Hours A Day
There is a difference between monotonous practice, and focused practice. Sometimes, players get into the habit of practicing for a certain number of hours per day, and expect great results. But practicing monotonous exercises or familiar works for a few hours a day does not guarantee any progress. Sometimes, we may even get into the habit of practicing poorly, making mistakes over and over until we get something right. In other words, we practice making mistakes. So what is focused practice? And how many hours should we practice?

I read through dozens of online articles on that topic, and found that most professionals claim that no more than three to four hours of focused practice a day is all that is required. Focused practice requires an individual to strategize before practice even begins as to what he or she aims to achieve during practice. This could be increasing the speed of playing something, or mastering an exercise with more clarity or dexterity.

Take, for example, playing scales. I have been trying to improve my ability to play scales in four octaves, in parallel and contrary motion, blindfolded. I do this because I want to have complete mastery of the twelve keys, and to be comfortable playing in any key without looking at the keyboard. I usually struggle the most with C major, because there are no black notes, and without looking I tend to stumble. The idea behind monotonous practice is that after enough repetitions, for an hour a day, over the course of weeks, I will improve, no matter what. This isn't accurate. Focused practice requires me to be more specific. I must identify the issues at the source. Perhaps the mistakes occur when my hands are in contrary motion at opposite ends of the piano. At that point, I have to stop and consider what went wrong. Perhaps my thumb moved prematurely, and my fingering was displaced. Next, I don't repeat the exercise, but rather, I work out a new exercise that specifically addresses the issue, and start slow. This might just be playing a single octave scale in contrary motion at opposite ends of the piano, with added attention to the cross-overs. Ideally, one would audio or video record their practice, and review it later. Keep a practice-journal to write down observations, and to have a record of your improvements and struggles over time.
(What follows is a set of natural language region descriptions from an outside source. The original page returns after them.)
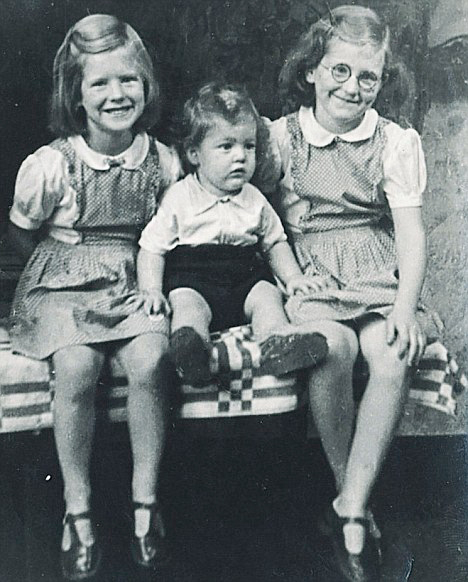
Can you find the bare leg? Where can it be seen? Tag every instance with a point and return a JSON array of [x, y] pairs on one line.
[[284, 347], [189, 308], [377, 419], [147, 370], [331, 394], [264, 308], [77, 370], [190, 349]]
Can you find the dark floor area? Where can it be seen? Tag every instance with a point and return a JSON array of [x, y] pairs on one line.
[[240, 509]]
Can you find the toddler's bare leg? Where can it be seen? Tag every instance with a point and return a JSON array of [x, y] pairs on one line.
[[284, 347], [264, 309], [189, 346], [189, 309]]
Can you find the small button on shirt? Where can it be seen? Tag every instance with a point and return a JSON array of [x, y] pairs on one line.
[[191, 215]]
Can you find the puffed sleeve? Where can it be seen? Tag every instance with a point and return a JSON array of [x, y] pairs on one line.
[[268, 170], [171, 167], [272, 228], [40, 188], [404, 167], [160, 235]]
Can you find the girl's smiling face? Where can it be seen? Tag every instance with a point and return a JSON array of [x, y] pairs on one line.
[[112, 95], [340, 107]]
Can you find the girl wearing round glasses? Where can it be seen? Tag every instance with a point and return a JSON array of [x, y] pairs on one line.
[[351, 192]]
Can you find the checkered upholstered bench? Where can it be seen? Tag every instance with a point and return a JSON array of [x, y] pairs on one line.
[[436, 404]]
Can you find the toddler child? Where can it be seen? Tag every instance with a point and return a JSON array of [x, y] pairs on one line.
[[202, 247]]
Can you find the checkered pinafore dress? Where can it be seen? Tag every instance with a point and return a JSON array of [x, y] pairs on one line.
[[72, 294], [346, 233]]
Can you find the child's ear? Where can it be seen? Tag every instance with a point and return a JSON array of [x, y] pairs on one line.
[[192, 155], [310, 76]]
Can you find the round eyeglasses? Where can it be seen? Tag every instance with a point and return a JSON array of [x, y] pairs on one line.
[[342, 72]]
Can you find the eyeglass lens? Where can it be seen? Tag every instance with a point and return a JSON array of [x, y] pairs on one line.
[[341, 73]]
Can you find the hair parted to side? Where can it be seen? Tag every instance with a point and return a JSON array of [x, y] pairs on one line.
[[95, 34], [354, 24], [214, 100]]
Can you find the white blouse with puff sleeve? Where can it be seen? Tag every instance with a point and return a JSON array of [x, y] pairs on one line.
[[43, 193]]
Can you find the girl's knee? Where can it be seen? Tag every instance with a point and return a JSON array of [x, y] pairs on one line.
[[342, 342]]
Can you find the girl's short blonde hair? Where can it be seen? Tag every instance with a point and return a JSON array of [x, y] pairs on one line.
[[95, 34]]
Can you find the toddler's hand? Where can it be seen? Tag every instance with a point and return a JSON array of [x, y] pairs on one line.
[[404, 328], [154, 302], [303, 284]]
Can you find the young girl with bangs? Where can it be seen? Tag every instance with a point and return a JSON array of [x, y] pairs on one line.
[[91, 192]]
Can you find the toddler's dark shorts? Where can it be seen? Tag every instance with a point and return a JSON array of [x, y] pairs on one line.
[[223, 274]]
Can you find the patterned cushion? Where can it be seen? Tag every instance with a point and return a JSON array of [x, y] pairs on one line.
[[26, 389]]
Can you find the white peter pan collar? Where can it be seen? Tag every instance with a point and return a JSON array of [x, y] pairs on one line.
[[318, 136], [130, 159]]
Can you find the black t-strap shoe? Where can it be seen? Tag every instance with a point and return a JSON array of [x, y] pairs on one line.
[[79, 561], [151, 550]]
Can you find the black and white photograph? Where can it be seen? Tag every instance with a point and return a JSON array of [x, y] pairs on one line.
[[233, 289]]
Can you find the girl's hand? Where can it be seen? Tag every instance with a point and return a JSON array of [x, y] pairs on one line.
[[154, 302], [403, 327], [303, 284]]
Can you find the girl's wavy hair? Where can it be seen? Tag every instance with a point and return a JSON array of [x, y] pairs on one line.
[[94, 34], [354, 24]]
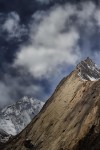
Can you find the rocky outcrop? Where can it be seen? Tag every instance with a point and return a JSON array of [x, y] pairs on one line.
[[70, 119]]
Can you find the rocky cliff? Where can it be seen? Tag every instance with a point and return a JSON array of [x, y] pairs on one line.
[[70, 119]]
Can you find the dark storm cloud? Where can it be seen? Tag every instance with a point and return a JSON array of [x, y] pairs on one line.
[[42, 42]]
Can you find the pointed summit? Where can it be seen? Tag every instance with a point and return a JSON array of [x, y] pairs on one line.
[[88, 70]]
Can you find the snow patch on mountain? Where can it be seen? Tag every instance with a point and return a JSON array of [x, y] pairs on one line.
[[14, 118]]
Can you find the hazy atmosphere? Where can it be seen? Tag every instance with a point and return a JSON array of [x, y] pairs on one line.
[[41, 41]]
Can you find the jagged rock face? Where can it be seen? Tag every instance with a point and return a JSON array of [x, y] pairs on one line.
[[4, 136], [69, 118]]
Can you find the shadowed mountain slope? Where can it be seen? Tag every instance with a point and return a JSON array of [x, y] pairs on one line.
[[69, 120]]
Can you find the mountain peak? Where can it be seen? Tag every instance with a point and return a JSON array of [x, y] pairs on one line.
[[88, 70]]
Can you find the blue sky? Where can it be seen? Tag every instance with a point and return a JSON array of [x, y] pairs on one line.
[[41, 42]]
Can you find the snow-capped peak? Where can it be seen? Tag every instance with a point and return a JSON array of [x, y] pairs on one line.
[[15, 118], [88, 70]]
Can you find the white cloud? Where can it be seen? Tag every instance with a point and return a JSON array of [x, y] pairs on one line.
[[4, 95], [51, 46], [12, 26], [54, 38]]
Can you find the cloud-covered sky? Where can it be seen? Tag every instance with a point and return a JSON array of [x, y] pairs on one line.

Luminaries like Oscar Peterson, John Coltrane, and Charlie Parker were said to have practiced for over ten hours a day. But others like Arthur Rubinstein advised not to practice more than three or four. Lang Lang stated that his father devised a six-hour-a-day regiment, that he followed strictly for years. I read a study that claimed the top performing musicians at certain schools had something in common: 50 hours per week of practice (that comes out to about seven hours per day).
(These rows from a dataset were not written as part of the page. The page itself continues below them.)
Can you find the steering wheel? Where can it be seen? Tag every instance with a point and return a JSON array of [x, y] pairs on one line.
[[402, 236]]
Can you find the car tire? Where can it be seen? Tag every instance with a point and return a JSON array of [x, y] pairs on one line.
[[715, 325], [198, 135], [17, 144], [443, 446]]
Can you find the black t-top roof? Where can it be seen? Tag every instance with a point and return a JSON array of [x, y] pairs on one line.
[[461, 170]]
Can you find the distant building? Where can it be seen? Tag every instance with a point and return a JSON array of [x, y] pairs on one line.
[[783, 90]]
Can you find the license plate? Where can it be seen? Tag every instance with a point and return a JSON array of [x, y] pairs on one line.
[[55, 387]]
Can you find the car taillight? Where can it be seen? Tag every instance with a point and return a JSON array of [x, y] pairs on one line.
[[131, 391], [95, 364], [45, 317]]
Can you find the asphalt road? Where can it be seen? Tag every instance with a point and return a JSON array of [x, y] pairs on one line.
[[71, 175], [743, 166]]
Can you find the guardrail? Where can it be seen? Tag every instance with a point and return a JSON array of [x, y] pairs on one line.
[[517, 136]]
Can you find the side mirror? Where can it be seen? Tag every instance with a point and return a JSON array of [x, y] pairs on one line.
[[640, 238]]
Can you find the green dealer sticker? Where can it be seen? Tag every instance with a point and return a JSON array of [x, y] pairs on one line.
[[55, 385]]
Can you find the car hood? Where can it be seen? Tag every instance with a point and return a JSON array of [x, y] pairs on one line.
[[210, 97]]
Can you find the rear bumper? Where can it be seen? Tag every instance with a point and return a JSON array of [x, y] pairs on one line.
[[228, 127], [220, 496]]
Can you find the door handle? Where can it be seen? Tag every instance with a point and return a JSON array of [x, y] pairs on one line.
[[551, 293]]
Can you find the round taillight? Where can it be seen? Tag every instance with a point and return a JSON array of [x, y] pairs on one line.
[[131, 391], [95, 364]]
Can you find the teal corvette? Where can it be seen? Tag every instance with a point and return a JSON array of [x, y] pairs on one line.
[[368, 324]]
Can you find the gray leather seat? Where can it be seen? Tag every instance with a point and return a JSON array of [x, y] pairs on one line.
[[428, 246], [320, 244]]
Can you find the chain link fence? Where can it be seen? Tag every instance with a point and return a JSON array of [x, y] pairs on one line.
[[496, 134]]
My advice is write down your goals, and categorize the them. I read an example where someone's goals were broken down into improving technique, practicing repertoire, working through linear construction, and finally performance. Technique was purely mechanical: scales and arpeggios. Repertoire was playing through material that you should be ready to play at anytime, and that you are improving. For a jazz musician, this would be your standards. Practice would involve studying chord changes, and working through certain areas of a piece. Linear construction would be taking a motif and working it through every key, or improvising continuous scales over certain changes, in every key. Performance should entail playing through a work without stopping, as if you were in concert. This is different than the "repertoire" section, where you work through ideas. I think it makes good sense to dedicate some time daily to just performance, which also builds confidence and informs the performer if he or she is actually ready for performing.

Once you have your goals written down, make an attempt to go through everything, and keep track of how long it takes. Pick one thing to work on for technique, two or three things for repertoire, one idea for linear construction, and maybe two things for performance, daily. Divided this way, and with focused practice, it makes sense to me that a musician can make real progress having only dedicated between three and six hours a day, depending on the player.

I've spent three hours today memorizing the third and fourth chorus of Keith Jarret's piano solo on "Too Young To Go Steady" from Standards Live (I just finished the transcription this week). Definitely valuable, but I think a few other ares of musical growth need my attention today. Good thing its only 6:30pm. Time to go.